The Flame that arrived in the south-eastern district from Rukumbeli in Ngoma District was marking its 27th leg of its nationwide tour.
As residents started gathering shortly after midday, music blared from loudspeakers as the residents sang along, danced and cheered.
The emcees took time to warm up the audience with a number of popular songs before giving platform to traditional musician Intore Tuyisenge, who sang and danced along residents.
He struck his popular rendition, Unkumbuje u Rwanda and Kirehe, a song he specially composed to hail the development of the district.
The Flame was accompanied by a convoy of about dozens of vehicles and motorcycles that drove from Cyunuzi to a ground near Kirehe District headquarters where it was handed over two 20-year-old school youths.
Banners inscribed with messages such as “Let this Flame light our hearts” or “Let this Flame be for all of us a symbol of hope for a better future” were unfurled as delegations of residents from various sectors of the district marched to the venue.
This was a true celebration of the post-Genocide transformation.
Source of inspiration
The Kwibuka Flame symbolises remembrance as well as the resilience of Rwandans over the past 20 years.
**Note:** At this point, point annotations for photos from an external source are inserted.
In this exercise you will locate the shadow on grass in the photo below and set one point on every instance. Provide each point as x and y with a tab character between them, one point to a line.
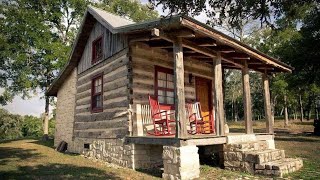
156	172
297	138
56	171
49	143
18	154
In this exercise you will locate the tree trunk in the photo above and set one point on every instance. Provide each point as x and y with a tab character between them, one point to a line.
45	136
232	110
273	106
236	116
301	108
286	118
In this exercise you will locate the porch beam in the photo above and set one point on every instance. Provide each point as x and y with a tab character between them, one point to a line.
247	98
267	104
179	100
193	46
218	95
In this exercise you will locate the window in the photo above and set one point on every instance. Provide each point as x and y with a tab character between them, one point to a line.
97	94
97	50
164	88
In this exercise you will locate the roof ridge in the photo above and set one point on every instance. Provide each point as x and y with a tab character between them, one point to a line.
97	9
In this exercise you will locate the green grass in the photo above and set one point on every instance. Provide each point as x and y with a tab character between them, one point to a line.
33	159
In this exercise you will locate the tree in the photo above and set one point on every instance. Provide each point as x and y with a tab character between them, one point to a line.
10	125
36	39
265	11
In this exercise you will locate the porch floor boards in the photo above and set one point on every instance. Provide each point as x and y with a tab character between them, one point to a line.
198	140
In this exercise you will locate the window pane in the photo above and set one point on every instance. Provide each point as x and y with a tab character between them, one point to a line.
161	93
161	83
161	75
99	101
161	99
170	94
169	77
170	85
170	100
98	89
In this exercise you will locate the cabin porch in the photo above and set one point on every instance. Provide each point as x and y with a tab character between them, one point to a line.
188	53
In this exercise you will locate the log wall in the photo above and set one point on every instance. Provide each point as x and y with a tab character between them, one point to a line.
113	121
112	43
143	62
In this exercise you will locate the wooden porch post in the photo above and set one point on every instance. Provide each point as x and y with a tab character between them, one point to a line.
267	104
218	95
247	98
179	97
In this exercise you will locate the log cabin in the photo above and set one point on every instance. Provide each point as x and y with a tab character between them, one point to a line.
103	108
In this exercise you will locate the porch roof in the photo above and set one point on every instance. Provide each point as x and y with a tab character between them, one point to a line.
199	41
203	42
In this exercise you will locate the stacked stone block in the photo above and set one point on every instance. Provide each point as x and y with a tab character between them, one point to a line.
147	156
180	162
256	158
115	152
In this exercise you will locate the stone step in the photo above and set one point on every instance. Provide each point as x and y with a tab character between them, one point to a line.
246	146
264	156
279	167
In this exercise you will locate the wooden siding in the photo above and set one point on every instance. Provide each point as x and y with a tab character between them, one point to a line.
113	121
144	60
112	43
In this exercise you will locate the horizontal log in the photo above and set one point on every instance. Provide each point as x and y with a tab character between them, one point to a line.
116	84
107	69
120	92
83	94
109	61
102	116
104	124
124	103
99	134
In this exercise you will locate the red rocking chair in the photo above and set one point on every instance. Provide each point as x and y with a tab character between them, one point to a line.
197	124
161	119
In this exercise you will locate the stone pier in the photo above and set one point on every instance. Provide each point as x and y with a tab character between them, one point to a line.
180	162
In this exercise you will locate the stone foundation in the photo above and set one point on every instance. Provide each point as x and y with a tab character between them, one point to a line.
258	157
180	162
112	151
147	156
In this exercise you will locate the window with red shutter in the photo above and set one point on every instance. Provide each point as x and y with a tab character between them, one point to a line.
164	88
97	50
97	94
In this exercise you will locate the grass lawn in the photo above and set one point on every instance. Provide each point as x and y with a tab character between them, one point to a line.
33	159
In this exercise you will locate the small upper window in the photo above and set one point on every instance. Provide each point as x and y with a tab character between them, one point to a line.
97	50
164	88
97	94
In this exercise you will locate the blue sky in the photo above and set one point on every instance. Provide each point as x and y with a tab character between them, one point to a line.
35	105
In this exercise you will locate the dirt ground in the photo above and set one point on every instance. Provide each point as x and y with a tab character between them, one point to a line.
33	159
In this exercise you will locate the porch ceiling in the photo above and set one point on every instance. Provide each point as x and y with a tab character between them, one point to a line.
203	44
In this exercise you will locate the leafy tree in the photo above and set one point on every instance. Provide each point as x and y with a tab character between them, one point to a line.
31	127
235	11
128	8
10	125
36	38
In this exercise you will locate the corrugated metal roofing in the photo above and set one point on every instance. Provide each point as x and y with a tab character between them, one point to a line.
109	18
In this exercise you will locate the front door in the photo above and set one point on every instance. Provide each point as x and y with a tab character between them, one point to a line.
204	96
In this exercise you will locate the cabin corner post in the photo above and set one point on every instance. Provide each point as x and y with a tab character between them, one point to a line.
179	96
218	95
247	98
267	103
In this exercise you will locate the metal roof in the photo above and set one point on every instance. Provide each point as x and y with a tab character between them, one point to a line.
110	19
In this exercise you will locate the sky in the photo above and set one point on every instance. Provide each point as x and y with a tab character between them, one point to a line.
35	105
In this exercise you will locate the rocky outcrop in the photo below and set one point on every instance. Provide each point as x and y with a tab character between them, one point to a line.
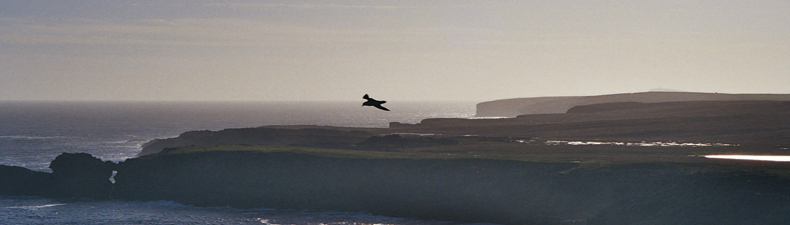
548	105
467	190
16	180
74	175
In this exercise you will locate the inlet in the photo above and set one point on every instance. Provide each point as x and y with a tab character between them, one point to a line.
773	158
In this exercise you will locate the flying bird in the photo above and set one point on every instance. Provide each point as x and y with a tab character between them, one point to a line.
374	102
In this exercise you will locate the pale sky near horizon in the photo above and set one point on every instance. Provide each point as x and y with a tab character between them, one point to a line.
393	50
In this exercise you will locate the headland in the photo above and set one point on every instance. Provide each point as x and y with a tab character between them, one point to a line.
602	163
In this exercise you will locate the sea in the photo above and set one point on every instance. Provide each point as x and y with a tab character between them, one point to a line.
32	134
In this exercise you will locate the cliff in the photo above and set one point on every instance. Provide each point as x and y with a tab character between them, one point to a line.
439	188
549	105
520	170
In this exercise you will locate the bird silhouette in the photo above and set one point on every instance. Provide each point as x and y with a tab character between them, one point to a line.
374	102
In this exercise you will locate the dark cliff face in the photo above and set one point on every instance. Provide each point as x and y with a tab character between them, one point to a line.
80	175
16	180
331	138
469	190
77	175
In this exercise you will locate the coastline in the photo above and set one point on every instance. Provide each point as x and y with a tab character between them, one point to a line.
598	164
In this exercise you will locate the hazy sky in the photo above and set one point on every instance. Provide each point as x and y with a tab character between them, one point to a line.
392	50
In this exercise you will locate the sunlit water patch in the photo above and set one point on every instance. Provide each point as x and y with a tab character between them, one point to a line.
640	144
773	158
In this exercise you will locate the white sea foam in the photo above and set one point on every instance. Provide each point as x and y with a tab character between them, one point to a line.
639	144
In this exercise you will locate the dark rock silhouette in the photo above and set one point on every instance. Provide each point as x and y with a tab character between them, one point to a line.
80	175
374	102
468	190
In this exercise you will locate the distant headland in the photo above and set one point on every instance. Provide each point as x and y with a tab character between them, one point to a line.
545	105
611	159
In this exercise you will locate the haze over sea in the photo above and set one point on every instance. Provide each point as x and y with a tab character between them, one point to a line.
32	134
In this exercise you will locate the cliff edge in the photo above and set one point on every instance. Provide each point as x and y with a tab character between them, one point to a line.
548	105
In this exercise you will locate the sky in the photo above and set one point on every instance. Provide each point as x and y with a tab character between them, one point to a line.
194	50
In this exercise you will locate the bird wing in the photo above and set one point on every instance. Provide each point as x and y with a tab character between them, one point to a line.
381	107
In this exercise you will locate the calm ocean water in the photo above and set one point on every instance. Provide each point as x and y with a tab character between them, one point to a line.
33	133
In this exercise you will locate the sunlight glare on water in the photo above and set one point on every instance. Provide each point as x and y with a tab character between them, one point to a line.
774	158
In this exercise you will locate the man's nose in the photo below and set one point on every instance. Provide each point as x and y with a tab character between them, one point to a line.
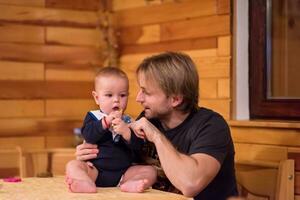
139	96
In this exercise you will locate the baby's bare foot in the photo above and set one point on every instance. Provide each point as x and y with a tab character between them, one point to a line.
134	186
81	186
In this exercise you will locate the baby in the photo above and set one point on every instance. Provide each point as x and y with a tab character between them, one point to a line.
118	146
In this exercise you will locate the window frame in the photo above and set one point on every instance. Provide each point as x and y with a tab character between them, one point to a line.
260	106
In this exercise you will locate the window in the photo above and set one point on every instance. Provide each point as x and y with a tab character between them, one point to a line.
274	59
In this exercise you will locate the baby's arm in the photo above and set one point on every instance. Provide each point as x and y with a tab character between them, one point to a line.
93	130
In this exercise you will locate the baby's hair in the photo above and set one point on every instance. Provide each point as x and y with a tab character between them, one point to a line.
111	71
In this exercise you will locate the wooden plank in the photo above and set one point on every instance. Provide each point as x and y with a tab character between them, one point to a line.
218	26
75	36
224	88
213	71
21	71
50	53
63	141
257	152
224	46
260	135
23	142
67	107
69	75
21	108
297	183
208	88
45	89
38	126
139	34
223	7
126	4
176	45
21	33
222	106
38	3
296	158
74	4
44	16
165	12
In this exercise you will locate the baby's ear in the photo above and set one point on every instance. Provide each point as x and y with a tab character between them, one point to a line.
177	100
95	95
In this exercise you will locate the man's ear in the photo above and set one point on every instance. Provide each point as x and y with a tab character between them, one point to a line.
95	95
176	100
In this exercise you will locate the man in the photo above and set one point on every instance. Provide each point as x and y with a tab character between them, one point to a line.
193	144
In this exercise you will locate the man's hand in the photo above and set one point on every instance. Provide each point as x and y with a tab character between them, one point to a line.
120	127
86	151
145	129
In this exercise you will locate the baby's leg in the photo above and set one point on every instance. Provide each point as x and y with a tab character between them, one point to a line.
138	178
80	177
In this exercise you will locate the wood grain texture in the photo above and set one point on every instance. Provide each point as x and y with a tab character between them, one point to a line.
74	4
10	32
65	107
44	16
165	12
38	3
196	27
75	36
176	45
21	71
38	126
21	108
45	89
50	53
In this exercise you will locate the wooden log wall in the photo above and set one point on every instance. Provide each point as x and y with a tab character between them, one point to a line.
48	52
198	28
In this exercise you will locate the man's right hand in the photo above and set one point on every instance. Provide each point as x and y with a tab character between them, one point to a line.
86	151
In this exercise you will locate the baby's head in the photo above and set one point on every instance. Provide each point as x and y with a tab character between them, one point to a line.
111	89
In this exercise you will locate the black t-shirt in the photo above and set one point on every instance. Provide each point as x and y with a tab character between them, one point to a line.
205	131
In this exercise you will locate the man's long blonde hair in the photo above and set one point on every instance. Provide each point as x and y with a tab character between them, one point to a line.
176	74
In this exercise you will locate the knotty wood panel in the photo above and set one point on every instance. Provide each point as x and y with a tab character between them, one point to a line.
224	44
36	15
21	71
261	135
38	3
221	106
42	89
65	107
21	108
208	88
38	126
49	53
20	33
70	75
223	7
165	12
23	142
74	36
223	88
177	45
218	25
74	4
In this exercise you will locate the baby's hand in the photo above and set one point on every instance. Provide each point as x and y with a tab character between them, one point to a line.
113	115
120	127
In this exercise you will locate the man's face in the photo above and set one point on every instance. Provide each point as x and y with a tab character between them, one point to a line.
155	102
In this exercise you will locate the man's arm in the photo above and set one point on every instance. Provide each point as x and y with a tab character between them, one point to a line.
188	173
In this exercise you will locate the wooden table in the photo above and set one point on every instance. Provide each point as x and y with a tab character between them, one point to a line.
55	188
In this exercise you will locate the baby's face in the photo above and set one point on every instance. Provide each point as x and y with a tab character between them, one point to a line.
111	93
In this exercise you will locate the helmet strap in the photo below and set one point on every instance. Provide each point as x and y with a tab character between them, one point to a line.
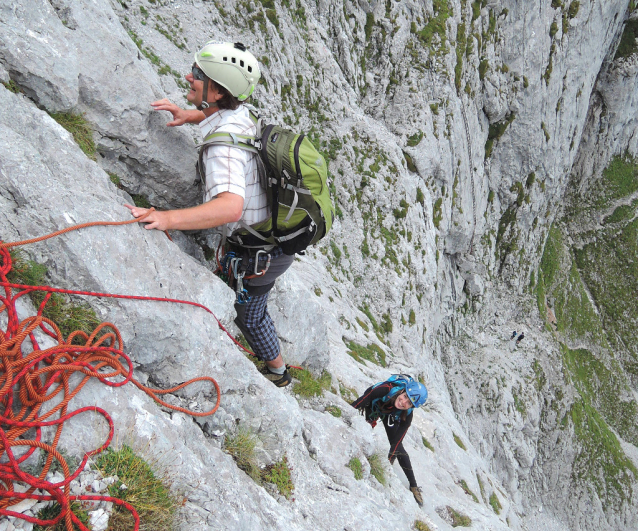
204	104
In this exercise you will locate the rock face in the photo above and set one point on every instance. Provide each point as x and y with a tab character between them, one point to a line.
463	139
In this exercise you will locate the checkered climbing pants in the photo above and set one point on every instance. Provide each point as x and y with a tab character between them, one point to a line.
253	318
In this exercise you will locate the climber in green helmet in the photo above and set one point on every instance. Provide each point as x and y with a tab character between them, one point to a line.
393	402
222	77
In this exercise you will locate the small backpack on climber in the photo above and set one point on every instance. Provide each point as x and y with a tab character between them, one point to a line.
295	176
416	391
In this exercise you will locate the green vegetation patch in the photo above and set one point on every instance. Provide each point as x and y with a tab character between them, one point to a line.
559	280
495	503
437	212
279	475
13	87
68	316
241	446
373	353
415	139
53	511
458	519
410	162
436	25
146	490
356	467
459	442
427	444
80	129
609	267
604	388
622	213
619	180
308	385
600	460
467	490
461	46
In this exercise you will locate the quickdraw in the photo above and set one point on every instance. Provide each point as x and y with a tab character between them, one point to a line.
233	269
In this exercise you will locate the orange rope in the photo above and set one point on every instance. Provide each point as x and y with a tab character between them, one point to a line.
30	376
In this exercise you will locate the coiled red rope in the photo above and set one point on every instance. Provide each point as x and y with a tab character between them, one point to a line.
31	376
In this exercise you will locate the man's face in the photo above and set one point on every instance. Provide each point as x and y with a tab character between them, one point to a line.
197	87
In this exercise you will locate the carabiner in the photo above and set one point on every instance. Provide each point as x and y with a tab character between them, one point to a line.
257	273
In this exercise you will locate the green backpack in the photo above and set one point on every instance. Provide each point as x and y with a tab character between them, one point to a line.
296	181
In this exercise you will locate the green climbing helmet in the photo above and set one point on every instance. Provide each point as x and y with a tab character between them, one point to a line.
230	66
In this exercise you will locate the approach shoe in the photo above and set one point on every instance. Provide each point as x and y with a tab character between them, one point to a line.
280	380
416	491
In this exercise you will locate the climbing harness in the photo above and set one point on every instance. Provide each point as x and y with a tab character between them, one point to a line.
34	376
235	264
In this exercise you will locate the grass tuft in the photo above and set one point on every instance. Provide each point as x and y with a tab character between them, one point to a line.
149	492
458	519
80	129
279	475
356	467
467	490
427	444
496	505
12	86
308	385
52	511
67	316
241	446
459	442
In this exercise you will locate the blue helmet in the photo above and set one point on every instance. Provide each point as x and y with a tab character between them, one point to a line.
417	393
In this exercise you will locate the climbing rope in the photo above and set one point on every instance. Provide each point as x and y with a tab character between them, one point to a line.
30	376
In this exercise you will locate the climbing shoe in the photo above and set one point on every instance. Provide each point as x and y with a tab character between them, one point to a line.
417	495
280	380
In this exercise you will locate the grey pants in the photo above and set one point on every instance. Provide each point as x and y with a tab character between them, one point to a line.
253	318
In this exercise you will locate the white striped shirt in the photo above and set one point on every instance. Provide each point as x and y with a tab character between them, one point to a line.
234	170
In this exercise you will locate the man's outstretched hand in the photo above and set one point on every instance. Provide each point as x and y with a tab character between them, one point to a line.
180	116
154	219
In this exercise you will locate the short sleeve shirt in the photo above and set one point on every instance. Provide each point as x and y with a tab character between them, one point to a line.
234	170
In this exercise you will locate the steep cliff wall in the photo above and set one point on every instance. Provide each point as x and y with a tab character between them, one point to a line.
455	133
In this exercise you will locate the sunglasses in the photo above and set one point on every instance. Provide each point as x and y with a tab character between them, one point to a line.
198	73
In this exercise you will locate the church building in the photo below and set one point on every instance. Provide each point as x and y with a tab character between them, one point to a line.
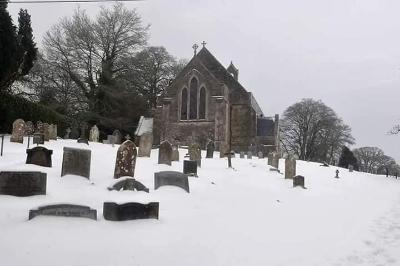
207	102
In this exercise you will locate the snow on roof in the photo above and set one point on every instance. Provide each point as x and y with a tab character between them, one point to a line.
145	126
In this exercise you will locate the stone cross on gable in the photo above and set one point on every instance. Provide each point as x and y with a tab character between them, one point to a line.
195	46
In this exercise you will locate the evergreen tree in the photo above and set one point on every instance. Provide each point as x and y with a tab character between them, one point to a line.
347	158
8	46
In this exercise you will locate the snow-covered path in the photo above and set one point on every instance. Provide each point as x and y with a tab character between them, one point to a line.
246	216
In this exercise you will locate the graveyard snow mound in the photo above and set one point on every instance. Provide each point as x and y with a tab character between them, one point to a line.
242	216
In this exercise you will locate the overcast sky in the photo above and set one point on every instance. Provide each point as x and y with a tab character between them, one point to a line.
343	52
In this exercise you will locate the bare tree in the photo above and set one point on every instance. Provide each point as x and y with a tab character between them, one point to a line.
312	131
90	51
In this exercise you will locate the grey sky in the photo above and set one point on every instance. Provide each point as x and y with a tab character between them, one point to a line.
344	52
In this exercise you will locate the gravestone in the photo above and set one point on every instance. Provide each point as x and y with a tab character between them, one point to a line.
67	133
275	160
175	153
130	211
38	138
195	153
39	156
290	168
249	155
145	145
128	184
165	153
126	160
298	181
94	134
270	158
53	132
84	127
46	131
171	178
29	128
210	149
22	184
64	210
85	141
76	162
190	168
117	136
18	131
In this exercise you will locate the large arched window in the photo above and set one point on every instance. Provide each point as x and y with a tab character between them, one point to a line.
184	104
193	99
202	103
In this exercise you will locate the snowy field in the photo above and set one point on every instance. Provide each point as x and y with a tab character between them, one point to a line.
245	216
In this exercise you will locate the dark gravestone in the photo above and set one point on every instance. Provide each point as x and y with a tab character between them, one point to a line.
76	162
210	149
126	160
39	156
128	184
81	140
64	210
23	184
298	181
190	168
130	211
171	178
165	153
38	138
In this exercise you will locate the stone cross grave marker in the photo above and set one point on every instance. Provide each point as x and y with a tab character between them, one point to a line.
18	131
126	160
76	162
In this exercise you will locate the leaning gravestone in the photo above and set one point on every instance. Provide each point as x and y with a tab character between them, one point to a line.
23	184
39	156
53	132
190	168
145	144
64	210
76	162
46	131
126	160
290	168
38	138
117	136
298	181
165	153
275	160
94	134
29	128
210	149
18	131
171	178
175	153
128	184
130	211
195	153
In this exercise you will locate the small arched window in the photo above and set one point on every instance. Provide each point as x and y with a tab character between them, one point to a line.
184	104
202	103
193	99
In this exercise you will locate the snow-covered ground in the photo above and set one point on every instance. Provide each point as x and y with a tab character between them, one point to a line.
242	216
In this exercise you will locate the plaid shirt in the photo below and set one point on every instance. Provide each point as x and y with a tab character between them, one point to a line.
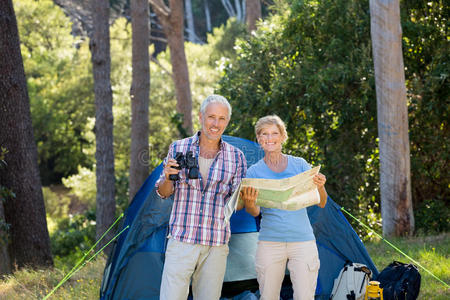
198	209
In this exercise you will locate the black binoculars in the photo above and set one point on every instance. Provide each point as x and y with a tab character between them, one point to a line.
188	161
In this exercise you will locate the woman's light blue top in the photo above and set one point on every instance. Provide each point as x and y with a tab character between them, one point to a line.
282	225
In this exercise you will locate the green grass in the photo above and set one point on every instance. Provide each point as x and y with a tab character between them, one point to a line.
432	252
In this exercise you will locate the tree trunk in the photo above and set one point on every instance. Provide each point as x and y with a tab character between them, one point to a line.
172	22
253	9
139	93
29	240
104	154
5	262
395	182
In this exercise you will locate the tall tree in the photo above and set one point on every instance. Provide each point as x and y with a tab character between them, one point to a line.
253	9
192	37
29	239
139	93
172	20
395	178
104	154
5	262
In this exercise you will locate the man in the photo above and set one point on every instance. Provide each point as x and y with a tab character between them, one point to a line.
198	229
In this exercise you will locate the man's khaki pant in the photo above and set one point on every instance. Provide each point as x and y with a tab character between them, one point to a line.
204	264
303	263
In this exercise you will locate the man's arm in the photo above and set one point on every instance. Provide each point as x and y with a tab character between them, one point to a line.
319	181
165	186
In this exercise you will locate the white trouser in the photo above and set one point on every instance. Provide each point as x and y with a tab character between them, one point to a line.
204	264
303	263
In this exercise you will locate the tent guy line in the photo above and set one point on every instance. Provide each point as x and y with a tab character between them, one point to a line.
396	248
81	263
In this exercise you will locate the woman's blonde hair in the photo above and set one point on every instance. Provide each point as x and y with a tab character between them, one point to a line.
271	120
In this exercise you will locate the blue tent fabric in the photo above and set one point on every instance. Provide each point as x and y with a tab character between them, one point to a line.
135	266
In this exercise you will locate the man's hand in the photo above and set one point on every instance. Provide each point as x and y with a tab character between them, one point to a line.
319	180
166	188
168	168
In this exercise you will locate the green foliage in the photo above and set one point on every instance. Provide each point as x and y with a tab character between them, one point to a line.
55	206
223	40
432	216
74	236
35	284
83	186
57	68
427	78
311	64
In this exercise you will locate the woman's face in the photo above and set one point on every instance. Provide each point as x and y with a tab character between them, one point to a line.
270	138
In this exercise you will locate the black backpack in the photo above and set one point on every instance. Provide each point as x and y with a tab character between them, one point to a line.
400	281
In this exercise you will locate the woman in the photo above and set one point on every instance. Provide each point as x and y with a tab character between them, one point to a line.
285	236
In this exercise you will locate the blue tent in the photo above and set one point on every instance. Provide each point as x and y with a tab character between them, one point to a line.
134	268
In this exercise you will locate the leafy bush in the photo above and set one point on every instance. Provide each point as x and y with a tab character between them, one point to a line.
83	185
433	216
55	206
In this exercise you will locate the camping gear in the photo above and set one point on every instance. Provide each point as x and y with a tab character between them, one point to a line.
352	282
134	268
400	281
373	291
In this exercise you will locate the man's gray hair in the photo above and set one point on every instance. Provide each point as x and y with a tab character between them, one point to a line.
215	99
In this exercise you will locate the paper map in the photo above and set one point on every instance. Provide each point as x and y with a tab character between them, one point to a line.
291	193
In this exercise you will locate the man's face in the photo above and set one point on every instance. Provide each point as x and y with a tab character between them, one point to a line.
214	121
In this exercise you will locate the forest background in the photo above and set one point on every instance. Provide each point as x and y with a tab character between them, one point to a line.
310	62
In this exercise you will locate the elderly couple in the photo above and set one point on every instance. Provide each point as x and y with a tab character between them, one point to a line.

It is on a tour of the country ahead of the 20th anniversary of the 1994 Genocide against the Tutsi.
Residents who spoke to The New Times said the Flame embodies the message that Rwandans should celebrate the achievements registered over the past two decades.
“It instills into us the courage to remain together and work to uplift our lives,” said Jean Bosco Rutayisire, 36, a resident of Gatore Sector.
Matthieu Fashingabo, 58, said: “Because of bad leaders, Rwanda was once a den of divisionism, discrimination and hatred. But today it is a whole new life. The story is that of good governance, unity and growth. We should continue making efforts to ensure that our country remains peaceful and continues on its path of development.”
Speaking at the event, Kirehe mayor Protais Murayire urged residents to keep championing better livelihood because they have been given the foundation through various developmental programmes and the many achievements registered over the past 20 years.
“We should not allow the darkness to befall our country again. That dark episode of our history should teach us to strive for communities free from any divisionism and inspire us to love and respect each other,” he said.
The Minister for Agriculture and Animal Husbandry, Dr Agnes Kalibata, said the Kwibuka Flame is a source of inspiration and encouragement for Rwandans to keep working hard, remain united and strive for better lives.
She called for continued vigilance to safeguard the gains made so far.
“This light marks a new dawn; the break of a new day, a new beginning for our country, our people, our hearts and, more importantly, a new definition of the future,” Dr Kalibata said.
Scene of barbaric acts
When mass killings started in April 1994, in this area, Tutsis fled to Nyarubuye Catholic Parish for sanctuary. Many others tried to escape to Tanzania.
But reports indicate that once the Interahamwe militia and soldiers learnt that some Tutsis were fleeing to Tanzania via Akagera River, they reportedly destroyed the boats on water.
Those that committed killings in Nyarubuye are said to have been trained militia, the reason the killings were grotesque. Some of the militia reportedly ate body parts of their victims, while others drank human blood.
Remains of at least 50,000 people who died in the area are buried at Nyarubuye memorial site.